Parkinson’s Disease: Causes, Symptoms and Treatment

Introduction to Parkinson’s disease

Parkinson’s disease (PD) is a neurodegenerative disorder characterized by selective neuronal loss of dopaminergic (DA) neurons in the substantia nigra pars compacta (SNc) and decreased DA levels in the nigrostriatal DA pathyway in the brain.
The earliest and most striking physical disabilities resulting from these changes are motor impairments that, together, are called ‘parkinsonism’.
These include paucity and slowness of movement (akinesia, bradykinesia), muscle stiffness (rigidity), and tremor at rest.
In large part, these problems result from the prominent degeneration of dopaminergic neurons in the midbrain, and the consequent deficiency of dopamine in brain areas that receive dopaminergic inputs from those neurons, specifically the post-commissural putamen and other basal ganglia regions.

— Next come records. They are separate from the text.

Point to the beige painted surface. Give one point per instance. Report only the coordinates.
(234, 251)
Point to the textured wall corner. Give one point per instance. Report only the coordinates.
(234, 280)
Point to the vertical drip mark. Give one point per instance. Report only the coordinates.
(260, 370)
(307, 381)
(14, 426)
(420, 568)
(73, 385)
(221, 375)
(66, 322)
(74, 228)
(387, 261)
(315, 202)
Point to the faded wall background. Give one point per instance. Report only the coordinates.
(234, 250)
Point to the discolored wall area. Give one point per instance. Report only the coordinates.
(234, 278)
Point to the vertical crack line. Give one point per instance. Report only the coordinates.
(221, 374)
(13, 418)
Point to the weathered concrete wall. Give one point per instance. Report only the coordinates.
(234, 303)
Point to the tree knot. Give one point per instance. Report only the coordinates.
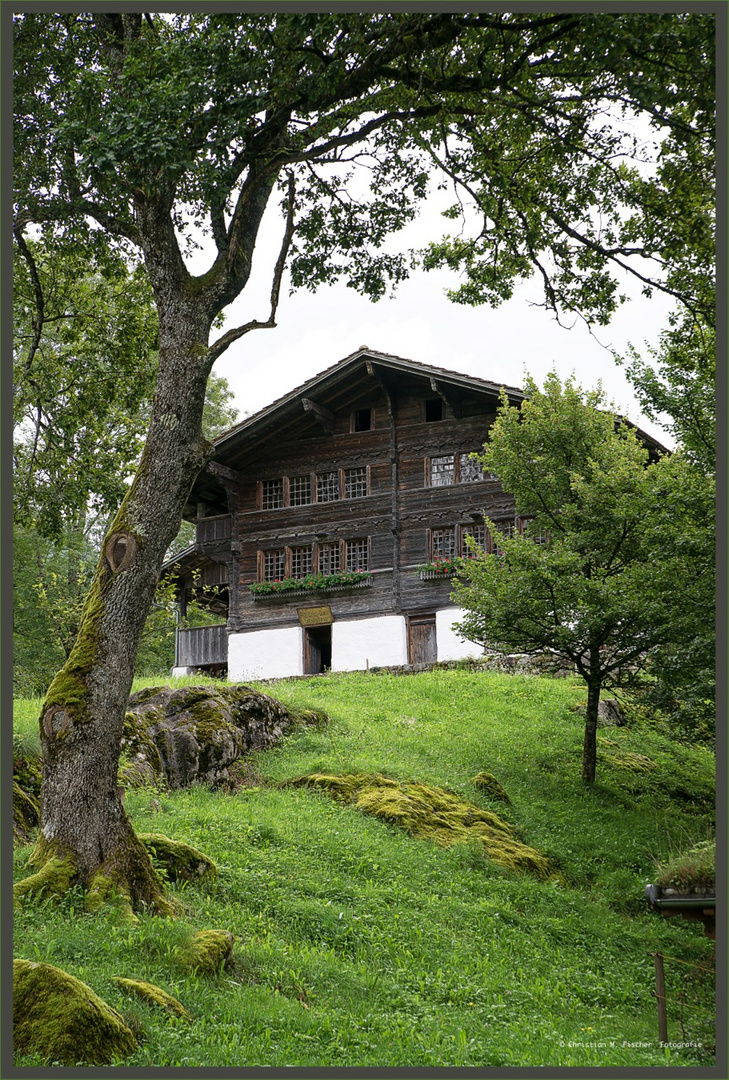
(120, 550)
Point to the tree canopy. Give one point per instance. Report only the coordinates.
(597, 579)
(530, 117)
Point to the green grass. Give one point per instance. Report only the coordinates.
(358, 945)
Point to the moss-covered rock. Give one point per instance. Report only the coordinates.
(430, 813)
(153, 996)
(62, 1020)
(207, 952)
(54, 879)
(194, 733)
(489, 785)
(26, 814)
(179, 861)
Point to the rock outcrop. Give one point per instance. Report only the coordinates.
(194, 733)
(62, 1020)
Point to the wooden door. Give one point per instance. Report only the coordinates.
(421, 646)
(316, 649)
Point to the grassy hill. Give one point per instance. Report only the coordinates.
(360, 945)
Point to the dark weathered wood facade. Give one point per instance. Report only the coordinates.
(366, 467)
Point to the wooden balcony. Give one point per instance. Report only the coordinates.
(214, 529)
(202, 646)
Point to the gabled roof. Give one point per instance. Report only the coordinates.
(341, 373)
(347, 377)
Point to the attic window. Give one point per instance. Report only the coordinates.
(272, 494)
(327, 486)
(433, 409)
(362, 419)
(274, 565)
(299, 490)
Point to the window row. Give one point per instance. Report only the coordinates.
(456, 469)
(336, 484)
(329, 557)
(450, 541)
(302, 490)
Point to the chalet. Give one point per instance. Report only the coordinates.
(324, 524)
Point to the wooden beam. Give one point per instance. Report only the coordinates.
(450, 396)
(324, 416)
(224, 472)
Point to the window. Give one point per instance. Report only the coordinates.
(272, 494)
(470, 469)
(443, 542)
(500, 529)
(528, 528)
(478, 534)
(433, 409)
(362, 419)
(327, 486)
(300, 562)
(299, 490)
(274, 565)
(456, 469)
(328, 557)
(442, 471)
(355, 482)
(358, 554)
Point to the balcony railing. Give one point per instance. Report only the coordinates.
(213, 529)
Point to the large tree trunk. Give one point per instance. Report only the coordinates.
(84, 831)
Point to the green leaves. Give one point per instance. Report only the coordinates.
(623, 569)
(531, 120)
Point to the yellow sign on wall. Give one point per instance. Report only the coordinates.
(315, 617)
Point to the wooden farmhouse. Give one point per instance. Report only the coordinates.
(325, 523)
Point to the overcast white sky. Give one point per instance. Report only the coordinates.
(420, 323)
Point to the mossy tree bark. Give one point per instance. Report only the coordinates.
(83, 713)
(590, 743)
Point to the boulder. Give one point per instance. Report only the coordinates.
(207, 952)
(180, 862)
(192, 734)
(609, 714)
(63, 1021)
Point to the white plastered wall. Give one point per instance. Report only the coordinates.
(376, 643)
(266, 653)
(450, 645)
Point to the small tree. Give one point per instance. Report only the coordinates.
(581, 582)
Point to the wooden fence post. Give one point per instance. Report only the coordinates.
(660, 997)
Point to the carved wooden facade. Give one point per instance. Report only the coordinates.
(353, 483)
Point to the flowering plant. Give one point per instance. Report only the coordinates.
(444, 566)
(311, 582)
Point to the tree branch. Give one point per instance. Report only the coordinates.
(38, 292)
(224, 342)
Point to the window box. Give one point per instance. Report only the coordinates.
(311, 583)
(443, 567)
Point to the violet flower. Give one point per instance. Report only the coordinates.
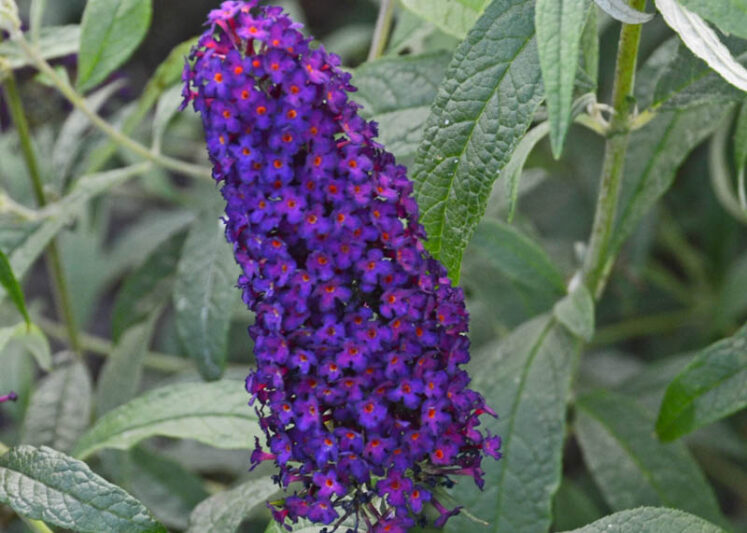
(359, 334)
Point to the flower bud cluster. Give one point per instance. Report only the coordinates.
(359, 334)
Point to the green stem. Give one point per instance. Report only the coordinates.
(597, 263)
(37, 526)
(54, 264)
(381, 32)
(79, 102)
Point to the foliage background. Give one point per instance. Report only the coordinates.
(136, 260)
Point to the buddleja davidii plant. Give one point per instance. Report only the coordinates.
(491, 91)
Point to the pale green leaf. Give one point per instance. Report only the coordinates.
(224, 512)
(631, 467)
(120, 378)
(397, 93)
(559, 25)
(484, 106)
(729, 15)
(711, 387)
(204, 294)
(650, 520)
(703, 42)
(54, 42)
(527, 379)
(620, 10)
(216, 413)
(656, 152)
(455, 17)
(60, 408)
(44, 484)
(576, 312)
(111, 31)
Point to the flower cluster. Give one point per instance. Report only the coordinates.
(10, 397)
(359, 334)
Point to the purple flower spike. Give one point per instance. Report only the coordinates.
(10, 397)
(359, 334)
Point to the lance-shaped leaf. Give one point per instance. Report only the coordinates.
(213, 413)
(703, 41)
(44, 484)
(528, 377)
(656, 152)
(111, 31)
(484, 106)
(224, 512)
(204, 294)
(687, 81)
(12, 287)
(620, 10)
(60, 408)
(454, 17)
(54, 42)
(397, 93)
(650, 520)
(711, 387)
(631, 467)
(729, 15)
(559, 25)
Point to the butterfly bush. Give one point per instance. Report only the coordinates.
(10, 397)
(359, 334)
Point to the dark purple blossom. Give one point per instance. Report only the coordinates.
(359, 334)
(10, 397)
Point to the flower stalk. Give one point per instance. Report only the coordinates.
(598, 263)
(54, 263)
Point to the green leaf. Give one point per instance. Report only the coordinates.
(515, 166)
(44, 484)
(631, 467)
(740, 154)
(54, 42)
(146, 288)
(484, 106)
(713, 386)
(688, 81)
(740, 139)
(656, 152)
(519, 259)
(65, 211)
(729, 15)
(527, 380)
(573, 507)
(650, 520)
(576, 312)
(212, 413)
(12, 287)
(165, 75)
(620, 10)
(120, 378)
(166, 108)
(70, 139)
(455, 17)
(36, 343)
(559, 25)
(60, 408)
(165, 487)
(703, 42)
(589, 58)
(397, 93)
(224, 512)
(204, 294)
(111, 31)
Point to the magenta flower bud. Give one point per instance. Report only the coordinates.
(359, 334)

Causes of Parkinson’s disease

The majority of Parkinson’s disease seem to occur sporadically, but in rare cases the disease can also be inherited in an autosomal dominant or recessive fashion.

• Genetic mutations in three proteins have been identified thus far. These genes encode for α synuclein, a protein found in abundance in vesicles and synaptic regions, and for parkin and ubiquitin carboxy-terminal hydroxylase, both of which are involved with protein degradation.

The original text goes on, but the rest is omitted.